Car dans une large mesure cet art est sien, et c’est son souffle qui l’anime. Non seulement ses religieux par leurs prières procurent aux morts la paix et le salut, apaisent les génies et exorcisent les démons ; non seulement ses monastères reçoivent en leurs calmes asiles ceux que l’existence a lassés ou trompés, et sa loi console et secourt les affligés et les misérables ; mais en toutes choses et toujours c’est lui qui parle, c’est sa pensée qu’expriment toutes les bouches. Il infuse vie et sentiment à toute la nature, aux plantes, à la terre elle-même. Mieux encore, c’est lui vraiment qui chante et honore les anciennes divinités nationales ; elles n’y perdent rien de leur prestige, car il se plaît à reconnaître en elles des manifestations (gongen) d’êtres ou de puissances que lui-même vénère sous d’autres formes et d’autres noms[1].

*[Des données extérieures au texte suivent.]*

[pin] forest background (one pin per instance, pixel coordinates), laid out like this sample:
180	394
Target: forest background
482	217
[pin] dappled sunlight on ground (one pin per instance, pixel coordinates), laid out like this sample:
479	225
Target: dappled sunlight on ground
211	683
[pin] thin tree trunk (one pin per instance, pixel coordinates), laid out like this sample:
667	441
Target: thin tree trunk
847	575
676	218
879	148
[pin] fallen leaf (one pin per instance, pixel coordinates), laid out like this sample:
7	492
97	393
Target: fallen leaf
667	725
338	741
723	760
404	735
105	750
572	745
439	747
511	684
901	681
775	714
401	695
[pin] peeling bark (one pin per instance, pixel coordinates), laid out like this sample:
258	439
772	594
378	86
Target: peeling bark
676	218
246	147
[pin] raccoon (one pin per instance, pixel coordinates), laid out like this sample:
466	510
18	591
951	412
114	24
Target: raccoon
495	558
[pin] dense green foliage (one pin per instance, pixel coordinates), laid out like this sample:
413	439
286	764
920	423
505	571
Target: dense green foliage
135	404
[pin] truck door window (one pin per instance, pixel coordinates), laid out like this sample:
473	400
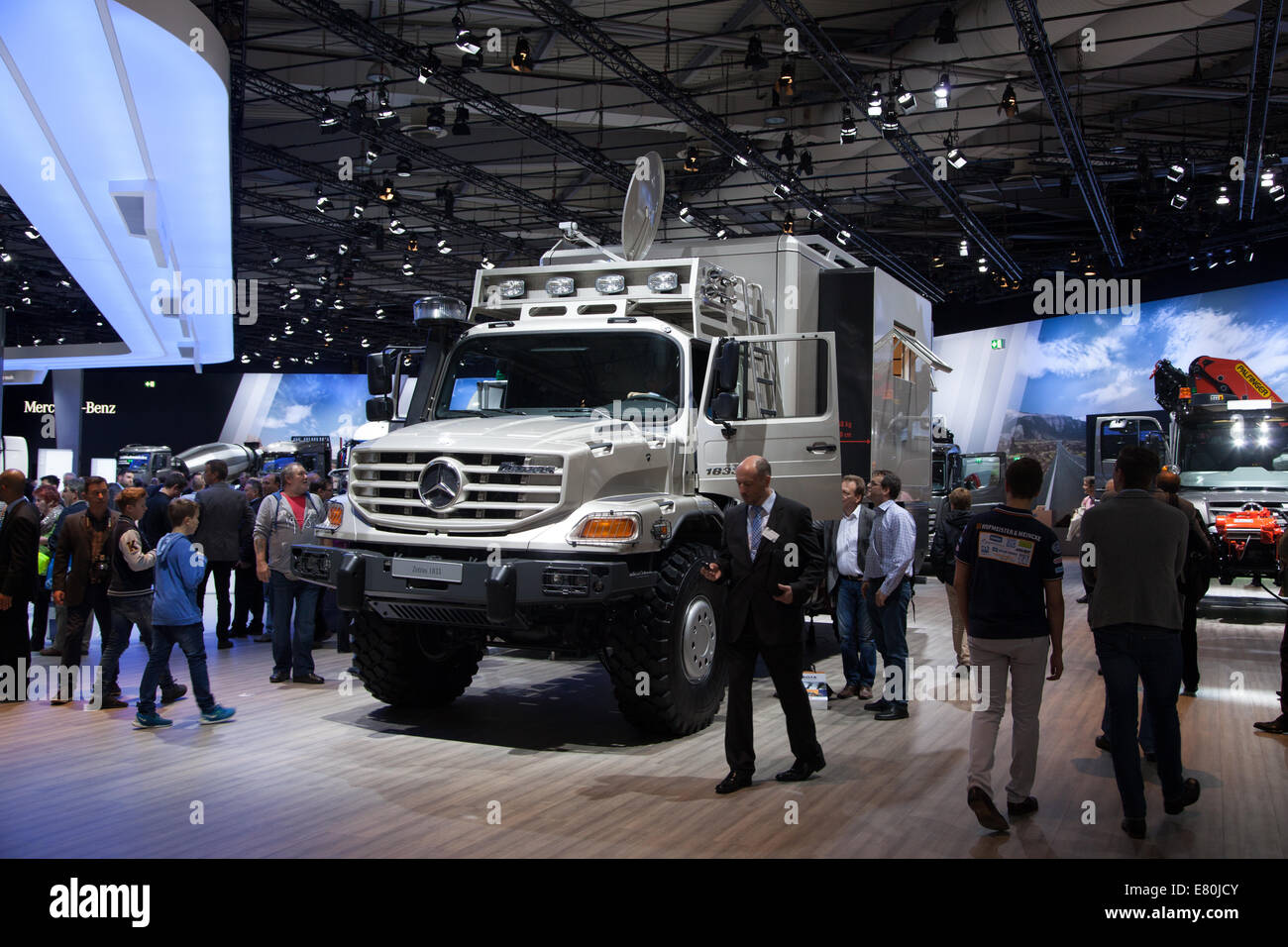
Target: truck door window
778	379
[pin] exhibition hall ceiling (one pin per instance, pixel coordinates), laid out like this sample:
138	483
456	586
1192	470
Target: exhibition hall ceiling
1111	162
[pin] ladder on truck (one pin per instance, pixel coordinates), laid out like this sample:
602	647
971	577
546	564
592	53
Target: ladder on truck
764	356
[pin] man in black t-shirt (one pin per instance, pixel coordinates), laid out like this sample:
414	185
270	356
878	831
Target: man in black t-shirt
1008	581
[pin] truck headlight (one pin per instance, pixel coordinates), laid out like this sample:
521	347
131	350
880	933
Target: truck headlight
561	286
606	530
664	281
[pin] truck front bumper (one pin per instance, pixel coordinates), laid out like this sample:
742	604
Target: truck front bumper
483	595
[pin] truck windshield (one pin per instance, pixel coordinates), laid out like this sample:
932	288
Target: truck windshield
563	373
1253	440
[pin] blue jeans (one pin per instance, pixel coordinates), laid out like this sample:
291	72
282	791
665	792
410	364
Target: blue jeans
1146	727
890	626
1153	656
854	624
191	641
292	654
129	611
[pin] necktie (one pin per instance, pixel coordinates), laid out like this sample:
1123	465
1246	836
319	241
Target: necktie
756	513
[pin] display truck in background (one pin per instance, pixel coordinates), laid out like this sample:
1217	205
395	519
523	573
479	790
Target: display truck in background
558	472
1228	436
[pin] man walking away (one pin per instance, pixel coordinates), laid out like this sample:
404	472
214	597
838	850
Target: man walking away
1136	613
1009	577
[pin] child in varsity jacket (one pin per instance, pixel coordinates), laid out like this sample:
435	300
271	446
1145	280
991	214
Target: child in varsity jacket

Ce caractère religieux du nô est un des points par où

  1. Les nô sont en effet imprégnés au plus haut point des théories du Ryôbu shintô, qui prévalurent au Japon durant tout le moyen âge, et furent la principale cause de la rapide diffusion du Bouddhisme dans le peuple. On sait que ces théories, sur lesquelles nous ne pouvons nous étendre ici, aboutissaient à identifier les dieux du Shintoïsme avec des êtres surnaturels ou de grands personnages du Bouddhisme. De là le mélange intime des deux religions dans la plupart des grands sanctuaires et dans la pensée et la dévotion du peuple.